As an alternative, a fast solution that's also a memory hog is to preprocess your dictionary into a map; keys are a tuple (p, c) where p is the position in the string and c is the character in the string at that position, values are the strings that have characters at that position (so "the" will be in the map at {(0, 't'), "the"}, {(1, 'h'), "the"}, {(2, 'e'), "the"}). To query the map, iterate through query string's characters and construct a result map with the retrieved strings; keys are strings, values are the number of times the strings have been retrieved from the primary map (so with the query string "the", the key "thx" will have a value of 2, and the key "tee" will have a value of 1). Finally, iterate through the result map and discard strings whose values are less than K.
You can save memory by discarding keys that can't possibly equal K when the result map has been completed. For example, if K is 5 and N is 8, then when you've reached the 4th-8th characters of the query string you can discard any retrieved strings that aren't already in the result map since they can't possibly have 5 matching characters. Or, when you've finished with the 6th character of the query string, you can iterate through the result map and remove all keys whose values are less than 3.

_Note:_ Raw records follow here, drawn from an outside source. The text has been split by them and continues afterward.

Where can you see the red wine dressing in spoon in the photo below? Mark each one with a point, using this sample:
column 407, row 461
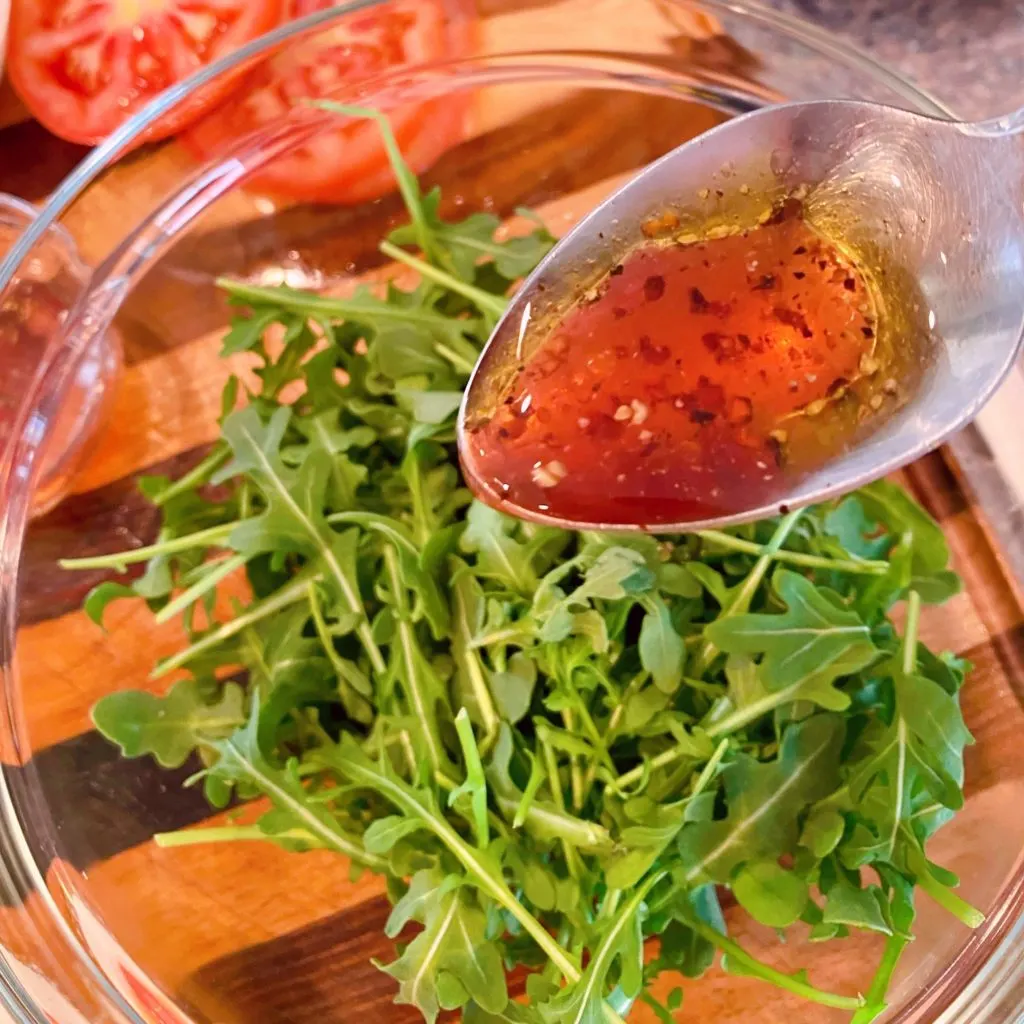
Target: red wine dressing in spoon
column 697, row 379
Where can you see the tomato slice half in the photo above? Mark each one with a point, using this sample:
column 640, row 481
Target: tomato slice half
column 83, row 67
column 346, row 164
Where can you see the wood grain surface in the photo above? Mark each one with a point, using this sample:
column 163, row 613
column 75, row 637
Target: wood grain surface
column 248, row 934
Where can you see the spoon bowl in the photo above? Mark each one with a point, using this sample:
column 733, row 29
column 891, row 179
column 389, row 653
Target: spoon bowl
column 935, row 208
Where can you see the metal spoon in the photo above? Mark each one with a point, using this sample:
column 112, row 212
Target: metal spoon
column 939, row 201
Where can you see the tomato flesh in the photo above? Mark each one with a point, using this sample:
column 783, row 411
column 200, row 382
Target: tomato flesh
column 346, row 164
column 83, row 67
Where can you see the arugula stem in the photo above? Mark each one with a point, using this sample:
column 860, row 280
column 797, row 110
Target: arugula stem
column 576, row 771
column 474, row 670
column 742, row 717
column 613, row 722
column 219, row 570
column 910, row 632
column 510, row 635
column 196, row 477
column 555, row 784
column 407, row 644
column 342, row 671
column 408, row 184
column 876, row 1005
column 708, row 773
column 214, row 537
column 740, row 599
column 290, row 594
column 226, row 834
column 467, row 856
column 474, row 770
column 948, row 900
column 635, row 774
column 769, row 974
column 482, row 300
column 794, row 557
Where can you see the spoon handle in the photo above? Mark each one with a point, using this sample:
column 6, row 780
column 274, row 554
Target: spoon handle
column 1006, row 126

If need be you can offload the primary precomputed map to a NoSql key-value database or something along those lines in order to save on main memory (and also so that you don't have to precompute the dictionary every time the program restarts).
Rather than storing a tuple (p, c) as the key in the primary map, you can instead concatenate the position and character into a string (so (5, 't') becomes "5t", and (12, 'x') becomes "12x").
Without knowing where in each input string the match characters will be, for a particular string, you might need to check every character no matter what order you check them in. Therefore it makes sense to just iterate over each string character-by-character and keep a sum of the total number of mismatches. If i is the number of mismatches so far, return false when i == k and true when there are fewer than k-i unchecked characters remaining in the string.
Note that depending on how long the strings are and how many mismatches you'll allow, it might be faster to iterate over the whole string rather than performing these checks, or perhaps to perform them only after every couple characters. Play around with it to see how you get the fastest performance.
My method if we're thinking out loud :P I can't see a way to do this without going through each n string, but I'm happy to be corrected. On that it would begin with a pre-process to save a second set of your n strings so that the characters are in ascending order.
The first part of the comparison would then be to check each n string a character at a time say n' to each character in s say s'.
If s' is less than n' then not equal and move to the next s'. If n' is less than s' then go to next n'. Otherwise record a matching character. Repeat this until k miss matches are found or the alternate matches are found and mark n accordingly.
For further consideration, an added pre-processing could be done on each adjacent string in n to see the total number of characters that differ. This could then be used when comparing strings n to s and if sufficient difference exist between these and the adjacent n there may not be a need to compare it?